Take this with a grain of salt. If you're young get the surgery. You'll recover and if you rehab and and then start lifting again. Make sure to continue to work on shoulder mobility. Prehab exercises.

I had surgery on my right shoulder torn rotator when I was 36. Shoulder is stronger now than it ever was. I'm pretty consistent with my stretching and internal external rotations, shoulder dislocations with a band. Band pull aparts.

This.
Also try pre-exhausting your rear delts before pressing. Surprisingly if you kill your rear delts prior to pressing, your chest will get fried. (think I got this from Meadows or Thibideau)
Shoulders taking over sometimes relates to grip width, elbow flare and weakness in the chest or tri's.
You can also try DB instead of BB because you aren't locked into a specific bar path.. I know that's what I've had to do in the past.

But like @franchise24 says, spend the time warming up the rotators, stretching, etc. After 3 pec tears I've learned my lesson...
 
You need to start doing shoulder external rotation exercises religiously. They hold the humerus in the joint capsule better and deter impingement and dislocation. If u don't know wat they are, Google them. I do mine on my side with a 15-20lb DB. Sets of 15-30. Keep that elbow tucked
 
Take this with a grain of salt. If you're young get the surgery. You'll recover and if you rehab and and then start lifting again. Make sure to continue to work on shoulder mobility. Prehab exercises.

I had surgery on my right shoulder torn rotator when I was 36. Shoulder is stronger now than it ever was. I'm pretty consistent with my stretching and internal external rotations, shoulder dislocations with a band. Band pull aparts.

I understand what you're saying. I'm 26 and I've thought about doing the surgery but man that whole time off of lifting post surgery will probably kill me mentally. I'm already extremely self conscience about my physique. As soon as I start bulking I always go crazy about fat gain. So I could only imagine how not lifting at all will make me feel.

I understand that what matters is the bigger picture but man. For now I will stay clear of pressing exercises for a while and start all the stretching and mobility exercises for my shoulder and see how well it goes.

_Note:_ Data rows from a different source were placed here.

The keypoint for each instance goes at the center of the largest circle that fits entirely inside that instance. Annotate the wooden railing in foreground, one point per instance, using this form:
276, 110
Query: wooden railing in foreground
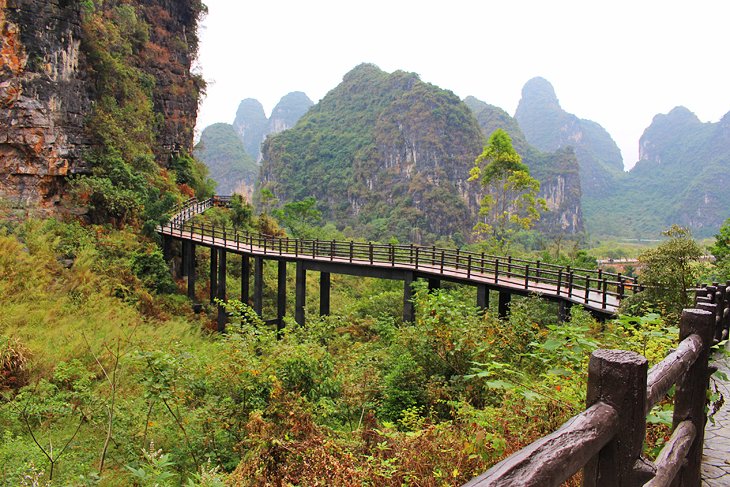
606, 439
591, 287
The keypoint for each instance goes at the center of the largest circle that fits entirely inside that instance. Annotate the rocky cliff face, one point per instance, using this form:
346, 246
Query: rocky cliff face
681, 178
48, 87
44, 96
253, 127
287, 112
384, 153
222, 150
251, 124
548, 127
558, 172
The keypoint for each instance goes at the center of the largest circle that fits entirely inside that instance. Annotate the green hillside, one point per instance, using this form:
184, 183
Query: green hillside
386, 154
223, 151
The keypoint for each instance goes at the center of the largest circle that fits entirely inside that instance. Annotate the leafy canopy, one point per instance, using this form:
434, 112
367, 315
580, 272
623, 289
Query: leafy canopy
510, 202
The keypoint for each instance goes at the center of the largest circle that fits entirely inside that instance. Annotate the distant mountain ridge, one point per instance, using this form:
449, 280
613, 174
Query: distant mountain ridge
680, 178
253, 127
548, 127
389, 155
232, 151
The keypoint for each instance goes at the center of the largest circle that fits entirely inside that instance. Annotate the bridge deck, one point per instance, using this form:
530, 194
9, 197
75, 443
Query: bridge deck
358, 266
716, 454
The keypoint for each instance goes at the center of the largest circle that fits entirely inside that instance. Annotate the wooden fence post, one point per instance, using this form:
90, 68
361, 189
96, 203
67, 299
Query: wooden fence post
618, 378
691, 390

You guys think I'll lose much mass in my chest or delts by cutting out heavy pressing exercises? I can still do flys and push ups and lightweight pressing.
 
warm up and stretches are the most important. It can not be stressed enough. I would also only use dumbells, start off with palms facing inwards to help relieve pressure. I would also second pre exhausting to help with building muscle with lighter weights
 
There are some different lifting techniques you can employ as well. AthleneX on you tube is a physical therapist/trainer and has a video on ways to alternate your technique if you want to go check it out.
 
I find not going full range of motion helps. Don't really feel much discomfort if I stop at around 90 degree (for bench press) instead of all the way down to chest. And I keep my elbows down towards my side a bit.